Yeah I am aware. For a) I would say it could only be equivalent if the dot product doesn't equal 0, but I don't get why the answer is $$\mathbf{a} = \lambda \mathbf{b}$$

b) I agree as x^2 gives you the absolute value and x * y is the same as y * x, but how does this apply to b?

 

[Mark44]

Yeah I am aware. For a) I would say it could only be equivalent if the dot product doesn't equal 0

No. What if the dot product were 1/2? Would that make the two sides of the equation equal? The two sides of that equation are equal only if the dot product is 1. That's different from what you said.

Look at what HallsOfIvy wrote about the coordinate-free definition of the dot product.

, but I don't get why the answer is $$\mathbf{a} = \lambda \mathbf{b}$$

b) I agree as x^2 gives you the absolute value and x * y is the same as y * x, but how does this apply to b?

 

[HallsofIvy]

Yeah I am aware. For a) I would say it could only be equivalent if the dot product doesn't equal 0, but I don't get why the answer is $$\mathbf{a} = \lambda \mathbf{b}$$

The dot product not equaling 0 is not relevant. Answer my question: For what $\theta$ is $cos(\theta)= 1$?

b) I agree as x^2 gives you the absolute value and x * y is the same as y * x, but how does this apply to b?

Then you agree that $(a+ b)\cdot(a- b)= a\cdot a+ a\cdot b- b\cdot a- b\cdot b$ (I miswrote that as "$+ b\cdot b$ before)
$= |a|^2+ a\cdot b- a\cdot b- |b|^2$. What does that reduce to (for all a and b)?

 

[TsAmE]

The dot product not equaling 0 is not relevant.

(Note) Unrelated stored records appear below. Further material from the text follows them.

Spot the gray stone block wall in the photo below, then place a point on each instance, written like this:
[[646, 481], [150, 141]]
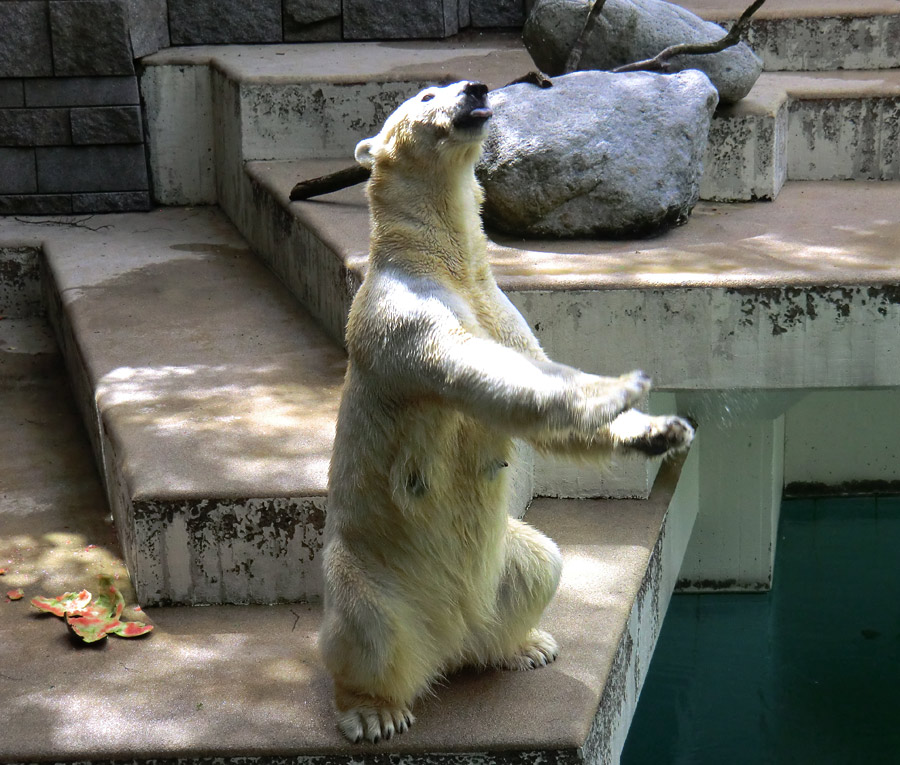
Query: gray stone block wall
[[71, 131]]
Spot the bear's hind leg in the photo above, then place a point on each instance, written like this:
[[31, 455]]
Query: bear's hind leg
[[531, 574]]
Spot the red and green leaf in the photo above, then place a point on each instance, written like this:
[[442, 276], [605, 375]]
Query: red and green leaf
[[67, 603], [93, 618]]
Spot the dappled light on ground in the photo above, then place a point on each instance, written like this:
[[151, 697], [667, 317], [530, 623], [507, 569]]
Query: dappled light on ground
[[727, 245], [237, 427]]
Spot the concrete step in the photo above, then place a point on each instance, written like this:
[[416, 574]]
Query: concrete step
[[27, 349], [805, 127], [209, 396], [744, 296], [815, 35], [212, 108], [245, 684], [20, 281]]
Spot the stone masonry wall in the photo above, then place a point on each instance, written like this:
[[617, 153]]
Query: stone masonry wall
[[71, 133], [71, 129]]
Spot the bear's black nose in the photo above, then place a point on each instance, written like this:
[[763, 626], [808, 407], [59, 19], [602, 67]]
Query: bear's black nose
[[476, 89]]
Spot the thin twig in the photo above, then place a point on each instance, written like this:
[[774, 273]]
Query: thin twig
[[574, 59], [325, 184], [71, 222], [660, 62], [351, 176]]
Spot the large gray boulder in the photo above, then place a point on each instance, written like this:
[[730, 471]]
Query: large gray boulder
[[635, 30], [598, 154]]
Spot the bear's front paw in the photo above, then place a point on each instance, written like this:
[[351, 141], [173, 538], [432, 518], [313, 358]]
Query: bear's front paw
[[538, 650], [371, 723], [652, 436], [608, 397]]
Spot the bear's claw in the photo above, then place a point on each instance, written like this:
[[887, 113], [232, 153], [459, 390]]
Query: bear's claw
[[539, 650], [373, 724]]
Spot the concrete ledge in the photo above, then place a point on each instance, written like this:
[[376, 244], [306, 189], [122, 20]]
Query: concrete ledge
[[27, 350], [809, 35], [621, 559], [209, 396], [763, 296], [241, 104]]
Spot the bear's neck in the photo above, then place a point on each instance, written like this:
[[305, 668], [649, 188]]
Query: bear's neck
[[422, 222]]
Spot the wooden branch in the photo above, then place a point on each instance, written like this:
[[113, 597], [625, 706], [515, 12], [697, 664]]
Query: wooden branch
[[351, 176], [660, 62], [325, 184], [539, 79], [574, 59]]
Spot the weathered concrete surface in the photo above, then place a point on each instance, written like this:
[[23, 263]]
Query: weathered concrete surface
[[56, 534], [753, 279], [746, 156], [808, 35], [843, 442], [272, 102], [620, 563], [210, 399], [27, 350], [733, 546], [20, 282]]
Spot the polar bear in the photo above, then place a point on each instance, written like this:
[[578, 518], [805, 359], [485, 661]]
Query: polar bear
[[425, 572]]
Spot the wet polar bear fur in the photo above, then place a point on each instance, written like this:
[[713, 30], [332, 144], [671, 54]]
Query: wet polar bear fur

Answer my question: For what $\theta$ is $cos(\theta)= 1$? When theta = 0, so a) is only equivalent when vector a and b are parallel?

Then you agree that $(a+ b)\cdot(a- b)= a\cdot a+ a\cdot b- b\cdot a- b\cdot b$ (I miswrote that as "$+ b\cdot b$ before)
$= |a|^2+ a\cdot b- a\cdot b- |b|^2$. What does that reduce to (for all a and b)?

It reduces to $= |a|^2- |b|^2$ so the LHS = RHS, but for what condition?